Researchers from Kaggle (William Cukierski) and Google (David Huffaker) have contributed to the chapter on extracting meaning from data. Cukierski looks at feature extraction and feature selection – how to find the usable data, and how to select subsets of the data as the variables for your data models. Huffaker considers how you can use a mixture of qualitative and quantitative research, and work with big and little data, to arrive at meaningful answers.
Recommendation Engines, and how to build user-facing products at scale are tackled next, with input from Matt Gattis of Hunch.com. This started life as a website that gave recommendations, and was acquired by eBay. The chapter looks at machine learning classification, the dimensionality problem, singular value decomposition, and principal component analysis. Half way through the chapter there’s a boxout telling you ‘time to brush up on your linear algebra if you haven’t already’, and warning that the rest of the chapter won’t make much sense if you don’t. You have to admire a book that lays it on the line like that.

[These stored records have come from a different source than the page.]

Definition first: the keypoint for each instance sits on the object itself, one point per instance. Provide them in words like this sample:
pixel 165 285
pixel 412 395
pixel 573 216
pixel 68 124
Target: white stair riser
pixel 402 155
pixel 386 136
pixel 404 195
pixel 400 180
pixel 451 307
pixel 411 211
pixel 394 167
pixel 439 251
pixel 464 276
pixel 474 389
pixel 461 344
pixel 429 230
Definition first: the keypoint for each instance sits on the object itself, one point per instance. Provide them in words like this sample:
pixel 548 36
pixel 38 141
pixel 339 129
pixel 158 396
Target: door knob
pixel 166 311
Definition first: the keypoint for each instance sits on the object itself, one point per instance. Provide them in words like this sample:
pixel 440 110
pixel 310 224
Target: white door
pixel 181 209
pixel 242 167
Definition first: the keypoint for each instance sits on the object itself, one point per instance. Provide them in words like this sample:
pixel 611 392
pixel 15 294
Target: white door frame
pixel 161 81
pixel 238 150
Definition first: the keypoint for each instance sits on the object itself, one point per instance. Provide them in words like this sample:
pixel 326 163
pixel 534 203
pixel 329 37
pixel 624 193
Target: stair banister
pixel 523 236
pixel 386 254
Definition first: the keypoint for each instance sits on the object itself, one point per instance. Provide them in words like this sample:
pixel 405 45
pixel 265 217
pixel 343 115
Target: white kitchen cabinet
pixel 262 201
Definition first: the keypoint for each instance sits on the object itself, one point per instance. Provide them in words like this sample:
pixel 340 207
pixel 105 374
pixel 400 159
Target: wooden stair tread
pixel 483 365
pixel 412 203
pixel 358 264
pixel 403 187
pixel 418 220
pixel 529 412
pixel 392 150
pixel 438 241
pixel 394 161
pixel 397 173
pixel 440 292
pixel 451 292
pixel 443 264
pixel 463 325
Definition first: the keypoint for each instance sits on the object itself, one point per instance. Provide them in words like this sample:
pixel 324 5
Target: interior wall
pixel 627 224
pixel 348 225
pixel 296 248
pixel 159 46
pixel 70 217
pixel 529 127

Data visualization and fraud detection are covered next. The data visualizations used as examples are far from bar charts; one shows the amount of energy used by a city by projecting a color onto a proportion of the steam cloud of a power plant. Another shows different blocks of a city in different colors depending on how much money is being spent to keep people from there in prison. The range of projects was fascinating. The second half of the chapter looked at risk, with input from Ian Wong from Square, a commerce company that aims to make transactions easy. The company uses machine learning with visualization to identify fraudsters, and the chapter describes performance estimation and how it can go wrong, before going on to give some excellent tips for model building.
Social networks and data journalism , and how to use the data social networks generate is the next topic, using the idea that constructing stories that can be told from social network data is a form of data journalism.
Causality, working out what caused someone to do something, gets a chapter to itself, looking at the difference between correlation and causality. There’s a write-up of some interesting analysis of what to say (and not say) when online dating (don’t say someone’s sexy or beautiful on your initial email; cool, fascinating and awesome are better). The authors then go on to look at randomized clinical trials, A/B tests, and observational studies. Epidemiology and the analysis of medical data follows in the next chapter, with discussions of how statistics is being used (and sometimes used badly) to work on medical trials.
Data competitions, data leakage and model evaluation are next on the agenda, with a contribution from Claudia Perlich of Media 6 Degrees, and who has won several data mining competitions. The idea of data leakage refers to data that helps you predict something, and the problems this can cause because it then skews your data model. The authors then move on to look at how to avoid this when evaluating which data model to use.
The contributors to the chapter on data engineering: MapReduce, Pregel and Hadoop, both started out in the Google+ data team. David Cranshaw and Josh Wills discuss the problem of ever expanding big data, how it eventually breaks whatever size of computer system (or systems) you’re using, and how MapReduce attempts to overcome those problems .
The book closes with a chapter from the students who took the original course, and a final wrapping up chapter. If you’re at all interested in big data, you’ll learn a lot just from the case studies and discussions by the big data practitioners who’ve contributed. If you know some stats and R, you can get another big chunk of usefulness by looking at the exercises, examples and code, but even if you glaze over a bit in those parts, it’s still a fascinating read.